The unnamed 14-year-old, a reported seventh grade middle-school student, bedded his somewhat younger sixth grade girlfriend, 12, sometime this year, after the two mutually decided to take their young relationship to a new, mature level, according to the teen boy’s mom.
“He had consensual sex with his little girlfriend and he [told her he] loved her,” the boy’s mother relayed to the Houston Chronicle this week.
Incidentally, Texas is one of several American states that adhere to what is known as a “Romeo and Juliet law,” which allows young adults to copulate freely with one another, as long as one of the partners isn’t over 17-years-old, and is no more than three years older or younger than their consenting partner (for example, a 17-year-old may have sex with a 14-year-old, no matter the gender).
However, that particular legality is not attributed to anyone beneath the age of 14 — anyone 10 years or over in the state can be considered culpable of committing a crime — including the Texas boy’s 12-year-old girlfriend, which led to the older teen being arrested and charged earlier this week with aggravated sexual assault.
"They want to make him a sex offender, put him on the registry with pedophiles and child molesters" https://t.co/X7nCJ79Nlm
— New York Post (@nypost) May 18, 2017
If found guilty, the boy could be ordered to participate in treatment for adult sex offenders and have his name added to the Texas Public Sex Offender Registry for the rest of his natural life.
“Because he’s 14, they want to make him a sex offender [and] put him on the registry with pedophiles and child molesters,” the boy’s mom added.
“[Those are] really sick and dangerous people.”
On the contrary, attorney Joseph Gutheinz, the boy’s lawyer, explained to the Post that his client was the same age as his slightly younger girlfriend, he wouldn’t be considered a “sexual offender” by the law.
“It defeats the whole purpose of the ‘Romeo and Juliet’ defense where you have two people relatively close in age and maturity,” said Gutheinz.
“You would think the law would be more sympathetic as you go younger, because both parties are [emotionally] immature.”
Be that as it may, Harris County Public Defender’s Office attorney Jackie Gravois revealed that she sees many cases like the teen boy’s come across her desk regularly, even though they are more than occassionally dropped by the state just as quickly.

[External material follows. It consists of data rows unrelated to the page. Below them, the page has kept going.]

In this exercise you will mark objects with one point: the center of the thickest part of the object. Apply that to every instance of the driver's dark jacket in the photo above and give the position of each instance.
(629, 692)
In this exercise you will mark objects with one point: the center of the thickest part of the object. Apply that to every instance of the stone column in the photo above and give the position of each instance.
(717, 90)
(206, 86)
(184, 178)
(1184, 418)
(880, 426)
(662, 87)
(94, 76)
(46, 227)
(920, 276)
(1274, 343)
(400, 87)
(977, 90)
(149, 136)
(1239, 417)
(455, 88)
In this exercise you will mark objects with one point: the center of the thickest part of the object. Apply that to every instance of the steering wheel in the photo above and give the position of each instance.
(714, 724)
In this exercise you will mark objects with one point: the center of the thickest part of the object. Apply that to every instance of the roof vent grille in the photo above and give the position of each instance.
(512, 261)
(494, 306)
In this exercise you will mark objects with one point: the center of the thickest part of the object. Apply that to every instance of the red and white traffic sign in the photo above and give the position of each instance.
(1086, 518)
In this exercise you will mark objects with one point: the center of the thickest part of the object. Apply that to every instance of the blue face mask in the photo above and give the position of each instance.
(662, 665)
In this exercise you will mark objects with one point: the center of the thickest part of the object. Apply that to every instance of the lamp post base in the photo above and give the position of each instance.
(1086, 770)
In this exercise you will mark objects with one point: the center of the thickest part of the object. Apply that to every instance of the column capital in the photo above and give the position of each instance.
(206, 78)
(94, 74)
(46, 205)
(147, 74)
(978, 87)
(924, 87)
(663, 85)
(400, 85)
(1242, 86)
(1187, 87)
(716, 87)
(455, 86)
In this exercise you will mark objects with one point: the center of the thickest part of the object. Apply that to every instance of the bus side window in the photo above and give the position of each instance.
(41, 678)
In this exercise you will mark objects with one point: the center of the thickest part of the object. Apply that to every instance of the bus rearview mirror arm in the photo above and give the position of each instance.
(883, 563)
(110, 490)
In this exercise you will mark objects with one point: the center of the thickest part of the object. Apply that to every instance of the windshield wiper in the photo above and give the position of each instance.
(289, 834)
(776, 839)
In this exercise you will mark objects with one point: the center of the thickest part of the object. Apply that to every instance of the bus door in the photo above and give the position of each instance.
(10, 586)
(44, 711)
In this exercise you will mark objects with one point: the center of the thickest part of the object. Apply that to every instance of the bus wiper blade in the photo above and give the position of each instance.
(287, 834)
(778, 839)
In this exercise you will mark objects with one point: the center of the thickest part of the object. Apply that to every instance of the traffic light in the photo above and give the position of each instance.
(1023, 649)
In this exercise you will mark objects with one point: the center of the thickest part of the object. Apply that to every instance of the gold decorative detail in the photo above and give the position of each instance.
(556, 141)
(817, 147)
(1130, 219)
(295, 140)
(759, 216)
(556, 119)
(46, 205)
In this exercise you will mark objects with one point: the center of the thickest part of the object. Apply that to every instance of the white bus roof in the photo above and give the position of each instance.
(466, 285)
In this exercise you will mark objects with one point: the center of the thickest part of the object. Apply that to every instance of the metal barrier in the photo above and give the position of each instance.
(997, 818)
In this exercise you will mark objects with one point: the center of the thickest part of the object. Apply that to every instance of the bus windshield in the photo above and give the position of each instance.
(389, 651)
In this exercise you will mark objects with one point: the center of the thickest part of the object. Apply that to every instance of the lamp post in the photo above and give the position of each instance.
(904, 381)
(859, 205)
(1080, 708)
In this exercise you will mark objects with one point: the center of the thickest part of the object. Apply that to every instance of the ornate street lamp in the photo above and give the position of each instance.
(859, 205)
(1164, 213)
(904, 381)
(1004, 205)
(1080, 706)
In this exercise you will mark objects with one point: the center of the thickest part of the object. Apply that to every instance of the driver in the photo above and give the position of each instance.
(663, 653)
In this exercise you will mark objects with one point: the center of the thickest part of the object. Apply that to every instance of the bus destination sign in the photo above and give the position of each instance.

“I had that exact fact pattern that I fought for a year [and courts] end up dismissing it because, ultimately, everyone agreed it was a consensual act,” she offered.
“Usually, if the prosecutors can prove that it was consensual and it was not forced in any way, they typically don’t file these cases or they end up dismissing them. [However], that’s going to be up to the discretion of the prosecutor.”

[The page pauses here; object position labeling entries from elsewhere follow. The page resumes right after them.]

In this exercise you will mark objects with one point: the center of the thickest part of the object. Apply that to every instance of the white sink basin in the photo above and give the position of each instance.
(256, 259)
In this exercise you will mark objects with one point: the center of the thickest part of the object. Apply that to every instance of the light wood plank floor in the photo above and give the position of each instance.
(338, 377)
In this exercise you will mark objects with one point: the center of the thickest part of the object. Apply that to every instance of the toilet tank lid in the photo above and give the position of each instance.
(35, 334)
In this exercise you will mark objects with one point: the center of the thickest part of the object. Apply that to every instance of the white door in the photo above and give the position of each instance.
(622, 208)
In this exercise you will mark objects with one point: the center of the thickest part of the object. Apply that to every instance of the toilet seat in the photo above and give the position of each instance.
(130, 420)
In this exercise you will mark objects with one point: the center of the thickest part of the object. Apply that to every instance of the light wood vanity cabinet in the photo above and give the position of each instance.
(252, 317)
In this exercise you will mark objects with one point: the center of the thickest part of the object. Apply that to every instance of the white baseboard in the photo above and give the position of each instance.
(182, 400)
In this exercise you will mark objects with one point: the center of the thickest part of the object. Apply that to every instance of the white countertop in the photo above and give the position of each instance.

In the boy’s defense, both his and the opposing legal team concur that the accused did not force the girl in way, shape or form to have sex with him, nor were there any acts of violence committed, physical or otherwise, to make the girl bend to his will.
Additionally and consequently, as the boy and girl are both middle school students and therefore, in the same age range as one another, state attorneys might be hard pressed to actually receive a guilty verdict at the boy’s sexual offense trial.
“[Judges] usually delay [sentencing] and send them to sex offender treatment [before making] a decision,” Gravois went on to add.
Nonetheless, the boy’s mother remarked that her family has been “going through hell” since his arrest.
“He was 14 [for] two months [and now], they want to ruin his life,” she told the Chronicle.
“What kind of life is he going to have if he’s [registered as] a sex offender?”
The next date in the boy’s sex offender trial was not publicly noted by the Chronicle or the Post.